North Hempstead Town Supervisor Jennifer DeSena has presented a tentative $158.4 million budget for 2023, a $1.8 million increase over the current one. Credit: Daniel Goodrich

North Hempstead Supervisor Jennifer DeSena is proposing a $158.4 million budget for 2023 that includes no cuts in staff or town services, and stays below the tax cap despite slight tax increases, officials said.

The spending plan is DeSena’s first as supervisor and is a $1.8 million increase over the 2022 budget. It allocates $89.1 million to the town’s general fund, $40.5 million to the town outside village fund and $28.8 million for 20 town-operated special districts.

The general fund tax levy will go up by 2.12%, the town outside village fund will increase by 3.22% and the town-operated special districts will also increase by 1.44%, according to Paul Wood, the town’s director of finance who is also serving as acting comptroller.
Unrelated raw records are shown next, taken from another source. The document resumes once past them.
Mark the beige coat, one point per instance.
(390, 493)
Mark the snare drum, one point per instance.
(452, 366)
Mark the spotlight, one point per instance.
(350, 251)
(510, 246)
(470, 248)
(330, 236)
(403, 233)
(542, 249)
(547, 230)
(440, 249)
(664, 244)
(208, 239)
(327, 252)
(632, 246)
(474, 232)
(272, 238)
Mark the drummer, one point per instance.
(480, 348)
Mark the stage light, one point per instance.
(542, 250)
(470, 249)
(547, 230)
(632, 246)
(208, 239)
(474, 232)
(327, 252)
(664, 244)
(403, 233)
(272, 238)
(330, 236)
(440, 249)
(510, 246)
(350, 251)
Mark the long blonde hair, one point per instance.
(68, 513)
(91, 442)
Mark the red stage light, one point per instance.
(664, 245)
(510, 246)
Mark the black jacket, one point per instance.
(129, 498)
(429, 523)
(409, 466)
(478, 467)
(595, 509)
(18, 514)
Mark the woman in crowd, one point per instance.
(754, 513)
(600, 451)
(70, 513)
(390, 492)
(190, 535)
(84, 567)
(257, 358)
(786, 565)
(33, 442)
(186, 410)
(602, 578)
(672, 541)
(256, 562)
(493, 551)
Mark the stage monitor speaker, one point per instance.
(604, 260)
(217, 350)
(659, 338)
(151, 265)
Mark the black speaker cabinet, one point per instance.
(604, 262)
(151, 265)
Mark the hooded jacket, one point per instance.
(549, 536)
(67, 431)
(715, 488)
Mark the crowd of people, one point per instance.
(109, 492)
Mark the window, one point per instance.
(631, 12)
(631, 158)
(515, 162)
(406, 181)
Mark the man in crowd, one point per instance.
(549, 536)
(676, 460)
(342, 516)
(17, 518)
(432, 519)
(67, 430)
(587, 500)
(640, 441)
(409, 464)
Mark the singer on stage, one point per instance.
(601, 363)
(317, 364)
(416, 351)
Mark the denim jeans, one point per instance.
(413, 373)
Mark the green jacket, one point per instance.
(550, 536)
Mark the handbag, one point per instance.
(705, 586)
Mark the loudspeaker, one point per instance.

An average household in an incorporated village of the town will see taxes increase by $5.38 annually. Homeowners in unincorporated areas will see taxes increase by $28.88.

“The tentative budget prioritizes additional resources for our highways division to expand the department’s annual townwide tree planting program fund by 28% year to year, while maintaining snowstorm-related expenses in the event of a particularly bad winter season,” DeSena said.

The town has operated without a comptroller since the departure of Tania Orenstein in January and is interviewing candidates, DeSena said.

The Department of Parks and Recreation will see a nearly $1 million increase under the tentative budget. Town officials said more than $250,000 will be allocated for “the beautification and maintenance of our parks and infrastructure.”

The supervisor’s office will see an increase of about $197,000, which officials attribute to the loss of a position from the former administration that was not filled. The town board’s budget will increase by more than $500,000 over the 2022 budget, as the “budgeted head count” increases by four to 16, a result of positions being absorbed by the board during the year.

DeSena said under the proposed budget, commissioners and superintendents will not see raises, as "numerous raises have been given out to commissioners throughout the year, more often than not without consulting the supervisor’s Office." She added that it "makes it extremely difficult for my office to craft a budget as these raises lock my administration into paying these salaries in the next year’s budget, regardless of financial implications on taxpayer wallets.”

The proposed budget includes 446 town positions, an increase of 17 positions from the current spending plan. Officials said the increase reflects hires made throughout 2022 and planned hirings for 2023, including four in the parks department.

The town will hold a public work session on Oct. 13 on the proposed budget. A public hearing on the spending plan is scheduled for Oct. 20, and another public work session will be held Oct. 25. The last hearing is Nov. 3, with the board scheduled to vote on the final budget before Election Day.

All hearings are at Town Hall in Manhasset.